Twelve comparative studies enrolling a total of 4,417 patients were included. Preinjury anticoagulation was associated with higher risk of overall mortality (odds ratio [OR], 2.39; 95% confidence interval [CI], 1.63-3.50, p < 0.00001), in-hospital mortality (OR, 2.47; 95% CI, 1.56-3.93, p = 0.0001), and longer length of intensive care unit stay (mean difference, 1.06; 95% CI, 0.54-1.57; p < 0.0001) compared with no preinjury anticoagulation. No statistical difference was observed in length of hospital stay (mean difference, -2.15; 95% CI, -5.36 to 1.05, p = 0.19), need for neurosurgical procedure (OR, 1.30; 95% CI, 0.70-2.44; p = 0.41), and discharged home (OR, 0.76; 95% CI, 0.55-1.04; p = 0.09) between the two groups.
Preinjury anticoagulation is a powerful prognosticator of mortality in TBI patients.

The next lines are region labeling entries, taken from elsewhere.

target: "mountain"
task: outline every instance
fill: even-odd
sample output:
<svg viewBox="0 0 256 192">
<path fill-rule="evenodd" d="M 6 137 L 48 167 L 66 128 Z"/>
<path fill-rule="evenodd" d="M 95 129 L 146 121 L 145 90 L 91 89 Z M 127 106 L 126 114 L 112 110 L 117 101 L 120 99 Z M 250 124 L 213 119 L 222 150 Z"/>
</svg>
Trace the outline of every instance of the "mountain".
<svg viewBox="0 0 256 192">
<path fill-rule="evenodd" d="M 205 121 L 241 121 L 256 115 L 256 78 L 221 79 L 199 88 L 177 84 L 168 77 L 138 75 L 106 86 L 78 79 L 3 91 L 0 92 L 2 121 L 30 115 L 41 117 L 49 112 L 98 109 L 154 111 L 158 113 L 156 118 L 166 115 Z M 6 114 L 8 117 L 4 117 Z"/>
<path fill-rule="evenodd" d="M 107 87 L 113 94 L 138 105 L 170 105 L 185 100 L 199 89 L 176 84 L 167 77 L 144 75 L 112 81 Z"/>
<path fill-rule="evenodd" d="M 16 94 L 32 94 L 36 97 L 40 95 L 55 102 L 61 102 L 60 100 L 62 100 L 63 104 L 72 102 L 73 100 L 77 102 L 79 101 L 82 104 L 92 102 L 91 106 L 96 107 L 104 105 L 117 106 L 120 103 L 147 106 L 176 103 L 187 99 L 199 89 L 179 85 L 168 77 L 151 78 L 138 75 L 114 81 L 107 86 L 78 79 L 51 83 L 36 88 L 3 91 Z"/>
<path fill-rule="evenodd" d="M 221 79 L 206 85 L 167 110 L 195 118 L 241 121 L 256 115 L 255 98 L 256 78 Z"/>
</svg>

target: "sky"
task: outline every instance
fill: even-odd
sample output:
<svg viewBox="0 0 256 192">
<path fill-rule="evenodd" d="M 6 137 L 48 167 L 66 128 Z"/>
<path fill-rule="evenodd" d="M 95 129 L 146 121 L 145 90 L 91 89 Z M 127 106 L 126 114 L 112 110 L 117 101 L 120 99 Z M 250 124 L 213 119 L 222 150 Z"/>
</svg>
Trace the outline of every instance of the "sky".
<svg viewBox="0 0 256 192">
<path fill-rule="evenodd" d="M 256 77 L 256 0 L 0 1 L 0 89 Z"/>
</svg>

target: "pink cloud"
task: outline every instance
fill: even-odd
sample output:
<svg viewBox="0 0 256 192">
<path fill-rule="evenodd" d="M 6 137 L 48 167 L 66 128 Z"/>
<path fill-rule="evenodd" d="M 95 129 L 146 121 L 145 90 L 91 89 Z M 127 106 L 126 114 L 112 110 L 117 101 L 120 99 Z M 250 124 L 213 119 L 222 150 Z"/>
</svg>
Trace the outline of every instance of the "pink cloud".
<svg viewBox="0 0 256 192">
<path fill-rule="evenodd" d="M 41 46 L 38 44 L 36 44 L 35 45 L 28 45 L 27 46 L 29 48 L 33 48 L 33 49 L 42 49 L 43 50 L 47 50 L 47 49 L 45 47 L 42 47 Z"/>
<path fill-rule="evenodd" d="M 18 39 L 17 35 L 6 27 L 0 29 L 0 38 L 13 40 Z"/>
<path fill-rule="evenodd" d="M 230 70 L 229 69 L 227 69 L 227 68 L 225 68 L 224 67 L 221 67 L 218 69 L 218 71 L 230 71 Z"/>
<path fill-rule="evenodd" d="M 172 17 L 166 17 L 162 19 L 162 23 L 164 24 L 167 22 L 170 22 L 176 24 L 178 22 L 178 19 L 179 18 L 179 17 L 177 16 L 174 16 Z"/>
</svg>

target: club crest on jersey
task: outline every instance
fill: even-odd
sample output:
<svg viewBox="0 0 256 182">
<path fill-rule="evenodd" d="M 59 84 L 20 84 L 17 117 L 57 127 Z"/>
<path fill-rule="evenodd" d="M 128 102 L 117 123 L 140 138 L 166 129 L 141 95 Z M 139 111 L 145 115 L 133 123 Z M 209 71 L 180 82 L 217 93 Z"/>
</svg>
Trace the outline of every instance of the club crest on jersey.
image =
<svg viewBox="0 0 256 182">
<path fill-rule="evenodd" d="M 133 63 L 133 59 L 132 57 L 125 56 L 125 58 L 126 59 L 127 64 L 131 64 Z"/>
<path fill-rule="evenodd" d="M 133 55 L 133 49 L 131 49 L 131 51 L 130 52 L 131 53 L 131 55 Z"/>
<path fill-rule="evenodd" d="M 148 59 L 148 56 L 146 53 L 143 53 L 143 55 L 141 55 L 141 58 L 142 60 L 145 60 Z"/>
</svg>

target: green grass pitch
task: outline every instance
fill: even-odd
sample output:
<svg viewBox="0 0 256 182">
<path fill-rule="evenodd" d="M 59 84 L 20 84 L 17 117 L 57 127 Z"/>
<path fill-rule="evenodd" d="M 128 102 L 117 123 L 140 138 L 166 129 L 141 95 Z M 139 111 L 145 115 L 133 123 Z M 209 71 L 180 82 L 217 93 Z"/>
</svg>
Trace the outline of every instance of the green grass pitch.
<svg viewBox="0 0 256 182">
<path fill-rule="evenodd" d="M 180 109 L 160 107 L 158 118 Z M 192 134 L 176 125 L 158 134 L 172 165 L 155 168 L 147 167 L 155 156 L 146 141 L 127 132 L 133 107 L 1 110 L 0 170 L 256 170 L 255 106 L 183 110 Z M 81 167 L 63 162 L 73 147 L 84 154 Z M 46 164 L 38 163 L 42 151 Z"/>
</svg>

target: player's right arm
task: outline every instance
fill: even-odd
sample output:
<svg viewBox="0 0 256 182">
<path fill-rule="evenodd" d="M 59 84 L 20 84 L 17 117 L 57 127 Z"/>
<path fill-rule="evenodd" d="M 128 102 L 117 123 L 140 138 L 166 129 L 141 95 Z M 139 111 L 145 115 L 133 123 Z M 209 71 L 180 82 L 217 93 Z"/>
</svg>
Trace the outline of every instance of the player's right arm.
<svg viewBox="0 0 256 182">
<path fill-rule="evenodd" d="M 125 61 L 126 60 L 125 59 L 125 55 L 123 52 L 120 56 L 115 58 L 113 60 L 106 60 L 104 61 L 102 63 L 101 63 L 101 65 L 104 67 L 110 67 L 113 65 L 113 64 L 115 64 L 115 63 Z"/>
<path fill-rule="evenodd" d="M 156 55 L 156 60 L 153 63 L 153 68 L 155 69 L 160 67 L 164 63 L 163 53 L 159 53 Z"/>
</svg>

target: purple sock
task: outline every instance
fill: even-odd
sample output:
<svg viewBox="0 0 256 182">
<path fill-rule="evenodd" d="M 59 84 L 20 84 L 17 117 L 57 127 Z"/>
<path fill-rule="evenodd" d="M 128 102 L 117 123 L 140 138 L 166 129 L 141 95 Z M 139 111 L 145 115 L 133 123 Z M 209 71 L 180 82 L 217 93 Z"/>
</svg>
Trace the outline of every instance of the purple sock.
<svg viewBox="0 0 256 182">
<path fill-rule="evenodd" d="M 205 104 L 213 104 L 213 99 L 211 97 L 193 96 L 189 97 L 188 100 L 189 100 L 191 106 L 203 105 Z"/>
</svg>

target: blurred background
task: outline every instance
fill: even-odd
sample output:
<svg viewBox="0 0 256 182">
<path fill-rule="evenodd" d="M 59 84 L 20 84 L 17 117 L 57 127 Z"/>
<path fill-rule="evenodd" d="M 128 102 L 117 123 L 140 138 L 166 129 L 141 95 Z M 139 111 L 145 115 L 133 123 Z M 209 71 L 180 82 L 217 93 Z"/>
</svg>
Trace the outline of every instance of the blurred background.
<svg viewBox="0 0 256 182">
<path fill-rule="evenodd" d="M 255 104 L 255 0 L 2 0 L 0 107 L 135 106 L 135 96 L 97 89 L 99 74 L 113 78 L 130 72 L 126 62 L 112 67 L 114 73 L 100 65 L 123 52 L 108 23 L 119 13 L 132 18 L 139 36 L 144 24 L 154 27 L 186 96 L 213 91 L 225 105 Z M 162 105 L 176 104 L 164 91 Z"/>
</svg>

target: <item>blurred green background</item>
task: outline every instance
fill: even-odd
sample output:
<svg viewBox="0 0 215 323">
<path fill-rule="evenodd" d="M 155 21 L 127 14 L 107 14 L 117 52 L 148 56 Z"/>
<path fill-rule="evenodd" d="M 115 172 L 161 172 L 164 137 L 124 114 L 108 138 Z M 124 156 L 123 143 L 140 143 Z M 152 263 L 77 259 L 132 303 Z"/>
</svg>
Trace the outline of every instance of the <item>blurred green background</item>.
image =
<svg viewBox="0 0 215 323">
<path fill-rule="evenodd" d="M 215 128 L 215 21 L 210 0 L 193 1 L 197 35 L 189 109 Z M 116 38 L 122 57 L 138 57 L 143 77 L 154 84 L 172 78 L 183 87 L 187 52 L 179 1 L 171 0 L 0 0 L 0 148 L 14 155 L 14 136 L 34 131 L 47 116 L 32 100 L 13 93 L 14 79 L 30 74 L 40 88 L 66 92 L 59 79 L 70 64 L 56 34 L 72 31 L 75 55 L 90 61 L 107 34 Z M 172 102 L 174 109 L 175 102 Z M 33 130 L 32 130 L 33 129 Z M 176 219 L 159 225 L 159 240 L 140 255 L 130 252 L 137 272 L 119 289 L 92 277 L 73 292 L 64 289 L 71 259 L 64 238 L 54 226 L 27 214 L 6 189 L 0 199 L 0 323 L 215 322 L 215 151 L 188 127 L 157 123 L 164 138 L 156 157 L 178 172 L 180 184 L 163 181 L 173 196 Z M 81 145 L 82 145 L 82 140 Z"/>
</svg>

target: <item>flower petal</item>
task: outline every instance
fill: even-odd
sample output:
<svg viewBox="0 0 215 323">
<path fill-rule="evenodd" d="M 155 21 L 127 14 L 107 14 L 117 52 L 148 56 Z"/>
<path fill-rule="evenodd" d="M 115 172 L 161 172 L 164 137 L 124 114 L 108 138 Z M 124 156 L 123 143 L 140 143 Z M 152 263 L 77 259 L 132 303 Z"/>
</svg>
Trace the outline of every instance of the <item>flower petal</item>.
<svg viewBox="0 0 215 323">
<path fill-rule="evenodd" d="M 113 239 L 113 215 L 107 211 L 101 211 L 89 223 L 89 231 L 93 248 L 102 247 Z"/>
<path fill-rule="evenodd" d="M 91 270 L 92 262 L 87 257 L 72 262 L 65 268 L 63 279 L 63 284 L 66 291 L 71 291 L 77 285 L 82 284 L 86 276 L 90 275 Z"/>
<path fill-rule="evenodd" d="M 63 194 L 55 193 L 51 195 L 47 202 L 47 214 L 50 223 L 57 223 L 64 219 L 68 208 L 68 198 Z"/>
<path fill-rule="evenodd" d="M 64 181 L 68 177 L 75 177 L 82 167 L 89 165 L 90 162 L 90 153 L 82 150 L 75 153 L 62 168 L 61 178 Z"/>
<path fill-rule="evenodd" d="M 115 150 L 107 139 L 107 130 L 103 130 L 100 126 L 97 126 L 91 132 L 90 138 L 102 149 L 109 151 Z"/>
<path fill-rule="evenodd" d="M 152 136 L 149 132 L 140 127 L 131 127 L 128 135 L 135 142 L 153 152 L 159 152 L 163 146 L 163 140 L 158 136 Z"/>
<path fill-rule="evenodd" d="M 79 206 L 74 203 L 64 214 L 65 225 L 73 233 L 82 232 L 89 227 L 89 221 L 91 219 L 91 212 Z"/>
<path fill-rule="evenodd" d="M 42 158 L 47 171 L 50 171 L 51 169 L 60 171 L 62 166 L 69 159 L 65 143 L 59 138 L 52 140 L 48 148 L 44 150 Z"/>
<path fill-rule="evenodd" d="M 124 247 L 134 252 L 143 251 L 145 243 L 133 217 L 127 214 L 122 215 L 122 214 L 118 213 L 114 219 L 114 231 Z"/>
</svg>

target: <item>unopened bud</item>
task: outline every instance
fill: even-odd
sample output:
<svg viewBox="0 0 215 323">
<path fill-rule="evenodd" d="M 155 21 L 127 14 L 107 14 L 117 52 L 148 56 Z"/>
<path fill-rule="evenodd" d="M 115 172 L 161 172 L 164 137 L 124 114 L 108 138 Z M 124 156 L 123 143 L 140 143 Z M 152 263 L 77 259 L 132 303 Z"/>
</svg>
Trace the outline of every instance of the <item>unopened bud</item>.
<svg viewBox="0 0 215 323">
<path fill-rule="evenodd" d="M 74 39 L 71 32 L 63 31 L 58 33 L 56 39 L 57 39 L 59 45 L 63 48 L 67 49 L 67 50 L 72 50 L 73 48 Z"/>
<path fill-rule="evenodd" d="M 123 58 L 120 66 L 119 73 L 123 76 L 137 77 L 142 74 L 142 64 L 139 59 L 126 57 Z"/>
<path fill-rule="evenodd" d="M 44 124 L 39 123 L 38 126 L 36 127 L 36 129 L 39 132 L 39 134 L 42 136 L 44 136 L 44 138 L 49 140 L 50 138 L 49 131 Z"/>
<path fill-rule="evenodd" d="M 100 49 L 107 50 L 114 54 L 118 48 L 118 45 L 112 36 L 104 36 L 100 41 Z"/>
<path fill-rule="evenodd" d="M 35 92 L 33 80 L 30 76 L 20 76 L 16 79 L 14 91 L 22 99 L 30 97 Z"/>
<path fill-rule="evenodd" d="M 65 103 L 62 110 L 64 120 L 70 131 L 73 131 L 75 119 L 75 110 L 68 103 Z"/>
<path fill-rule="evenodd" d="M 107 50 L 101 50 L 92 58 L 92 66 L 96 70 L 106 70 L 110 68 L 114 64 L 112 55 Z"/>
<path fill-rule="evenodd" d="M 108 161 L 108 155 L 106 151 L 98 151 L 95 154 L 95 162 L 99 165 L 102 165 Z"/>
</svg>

This highlights the need for dedicated triage and trauma team activation protocols considering earlier intervention and more aggressive imaging in all anticoagulated patients. Future studies should focus on strategies that can potentially reduce the risk of mortality in this population. The prognostic significance of direct oral anticoagulants versus warfarin remains unanswered.
Systematic review and meta-analysis of observational studies, level III.
创伤性脑损伤(TBI)是全球导致伤后死亡和神经功能残疾的主要原因。考虑到老龄化人群中广泛使用抗凝剂,我们旨在进行系统评价和荟萃分析,以评估 TBI 患者受伤前抗凝的预后意义。
本系统评价按照预先制定的方案(国际前瞻性注册系统评价 CRD42020192323)进行。根据系统评价和荟萃分析的首选报告项目以及观察性研究荟萃分析的标准,进行了结构化电子数据库搜索,以确定所有比较 TBI 患者受伤前抗凝与无受伤前抗凝的观察性研究。主要结局指标为总体死亡率。次要结局指标包括住院死亡率、住院时间、重症监护病房住院时间、需要神经外科手术以及出院回家的患者人数。所有结局数据均采用随机效应模型进行分析。
共纳入 12 项比较研究,总计纳入 4417 例患者。受伤前抗凝与总体死亡率(优势比 [OR],2.39;95%置信区间 [CI],1.63-3.50,p<0.00001)、住院死亡率(OR,2.47;95%CI,1.56-3.93,p=0.0001)和重症监护病房住院时间延长(平均差异,1.06;95%CI,0.54-1.57;p<0.0001)相关。与无受伤前抗凝相比,两组间住院时间(平均差异,-2.15;95%CI,-5.36 至 1.05,p=0.19)、需要神经外科手术(OR,1.30;95%CI,0.70-2.44;p=0.41)和出院回家(OR,0.76;95%CI,0.55-1.04;p=0.09)无统计学差异。
受伤前抗凝是 TBI 患者死亡率的有力预测因素。这突显了需要专门的分诊和创伤小组激活方案,以考虑在所有抗凝患者中更早的干预和更积极的影像学检查。未来的研究应集中于可能降低该人群死亡率的策略。直接口服抗凝剂与华法林的预后意义仍未得到解答。
观察性研究的系统评价和荟萃分析,III 级。